In [1]:
import requests
from collections import Counter
import pandas as pd
import numpy as np
from sklearn.metrics import DistanceMetric
from sklearn.metrics.pairwise import cosine_similarity

In [2]:
url = 'https://graphql.anilist.co'

In [3]:
def find_data(year):
    query = """
    query ($year: Int, $page: Int, $perPage: Int) {
      Page(page: $page, perPage: $perPage) {
        media(seasonYear: $year, type: ANIME, sort: POPULARITY_DESC) {
          id
          title {
            romaji
            english
          }
          genres
          season
          seasonYear
          averageScore
          episodes
          popularity
        }
      }
    }
    """

    variables = {
        'year': year,
        'page': 1,
        'perPage': 50
    }

    response = requests.post(url, json={'query': query, 'variables': variables})
    data = response.json()
    anime_data = data['data']['Page']['media']

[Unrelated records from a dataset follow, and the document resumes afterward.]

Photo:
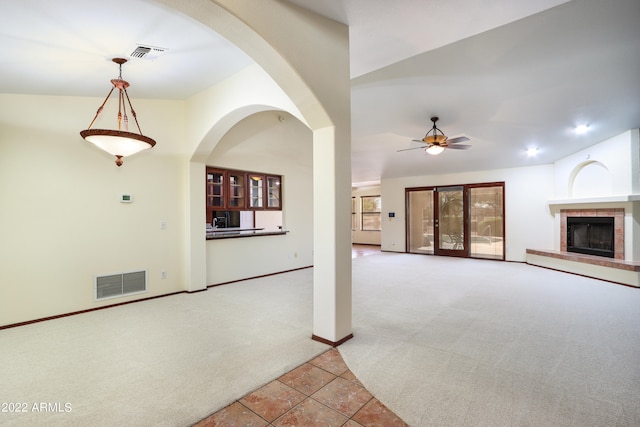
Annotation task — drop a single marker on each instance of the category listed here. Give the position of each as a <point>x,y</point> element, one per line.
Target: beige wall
<point>270,142</point>
<point>61,221</point>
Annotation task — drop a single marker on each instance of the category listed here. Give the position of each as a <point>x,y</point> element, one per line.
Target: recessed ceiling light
<point>582,129</point>
<point>531,152</point>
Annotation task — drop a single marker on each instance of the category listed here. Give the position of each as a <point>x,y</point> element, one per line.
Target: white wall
<point>605,175</point>
<point>529,223</point>
<point>610,168</point>
<point>61,221</point>
<point>359,236</point>
<point>265,143</point>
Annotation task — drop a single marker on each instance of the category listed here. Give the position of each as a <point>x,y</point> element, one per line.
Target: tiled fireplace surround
<point>616,270</point>
<point>618,223</point>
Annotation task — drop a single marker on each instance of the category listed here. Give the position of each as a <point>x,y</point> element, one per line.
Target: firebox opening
<point>591,235</point>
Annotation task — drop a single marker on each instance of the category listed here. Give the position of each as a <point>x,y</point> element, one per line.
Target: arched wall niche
<point>590,179</point>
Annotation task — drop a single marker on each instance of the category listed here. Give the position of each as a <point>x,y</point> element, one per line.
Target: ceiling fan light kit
<point>437,141</point>
<point>119,143</point>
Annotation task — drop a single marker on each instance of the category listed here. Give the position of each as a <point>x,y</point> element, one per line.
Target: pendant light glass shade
<point>435,150</point>
<point>119,143</point>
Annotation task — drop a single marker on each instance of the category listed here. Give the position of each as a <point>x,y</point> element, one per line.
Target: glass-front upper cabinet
<point>229,189</point>
<point>256,191</point>
<point>215,188</point>
<point>273,192</point>
<point>236,189</point>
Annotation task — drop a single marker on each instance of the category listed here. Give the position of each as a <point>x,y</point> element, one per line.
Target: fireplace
<point>591,235</point>
<point>590,231</point>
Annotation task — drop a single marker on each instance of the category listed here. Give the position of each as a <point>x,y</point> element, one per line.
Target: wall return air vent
<point>120,284</point>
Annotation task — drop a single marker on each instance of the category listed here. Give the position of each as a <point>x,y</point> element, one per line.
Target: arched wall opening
<point>307,56</point>
<point>590,179</point>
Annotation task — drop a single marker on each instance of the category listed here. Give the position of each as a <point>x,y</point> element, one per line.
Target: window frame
<point>367,213</point>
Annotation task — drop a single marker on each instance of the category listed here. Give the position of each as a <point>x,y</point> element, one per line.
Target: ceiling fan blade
<point>413,148</point>
<point>456,140</point>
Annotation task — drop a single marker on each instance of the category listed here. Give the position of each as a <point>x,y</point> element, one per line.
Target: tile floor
<point>321,392</point>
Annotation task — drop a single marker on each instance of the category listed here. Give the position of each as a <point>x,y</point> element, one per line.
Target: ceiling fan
<point>436,141</point>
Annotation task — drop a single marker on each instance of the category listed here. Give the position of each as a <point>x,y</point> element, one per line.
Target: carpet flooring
<point>439,341</point>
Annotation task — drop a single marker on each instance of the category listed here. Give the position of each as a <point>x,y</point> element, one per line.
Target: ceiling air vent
<point>148,53</point>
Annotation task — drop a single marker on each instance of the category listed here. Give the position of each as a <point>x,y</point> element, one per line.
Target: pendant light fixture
<point>119,143</point>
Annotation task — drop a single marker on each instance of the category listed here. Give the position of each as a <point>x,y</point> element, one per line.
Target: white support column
<point>332,237</point>
<point>196,257</point>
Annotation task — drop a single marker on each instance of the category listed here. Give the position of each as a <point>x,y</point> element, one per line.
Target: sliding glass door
<point>486,219</point>
<point>450,221</point>
<point>420,220</point>
<point>463,220</point>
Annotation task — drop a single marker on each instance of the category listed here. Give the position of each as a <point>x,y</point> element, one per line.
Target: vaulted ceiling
<point>508,75</point>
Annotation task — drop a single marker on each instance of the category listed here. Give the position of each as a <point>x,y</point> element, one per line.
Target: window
<point>371,213</point>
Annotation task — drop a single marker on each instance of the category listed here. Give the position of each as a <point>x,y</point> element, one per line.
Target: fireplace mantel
<point>630,198</point>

    df = pd.json_normalize(anime_data)

    # Keep useful columns
    df = df[['title.romaji', 'title.english', 'genres', 'season', 'seasonYear', 'popularity','averageScore']]
    df = df.dropna(subset=['genres'])  # Remove entries without genre data

    # Create a simplified title column
    df['title'] = df['title.english'].fillna(df['title.romaji'])
    df = df.dropna(subset=['title']).reset_index(drop=True)

    # Normalize score (optional)
    df['averageScore'] = df['averageScore'].fillna(df['averageScore'].mean())
    df['score_norm'] = (df['averageScore'] - df['averageScore'].min()) / (df['averageScore'].max() - df['averageScore'].min())

    return df


In [4]:
def get_anime_data_range(start_year, end_year):
    all_years = []
    for y in range(start_year, end_year + 1):
        try:
            year_df = find_data(y)
            all_years.append(year_df)
        except Exception as e:
            print(f"Error fetching {y}: {e}")
    combined_df = pd.concat(all_years, ignore_index=True)
    return combined_df

In [23]:
# test
# df = find_data(2025)
# df.head(15)
# anime_df = get_anime_data_range(2018, 2024)
anime_df = get_anime_data_range(2005, 2025)
anime_df.sort_values(by='popularity', ascending=False).head(50)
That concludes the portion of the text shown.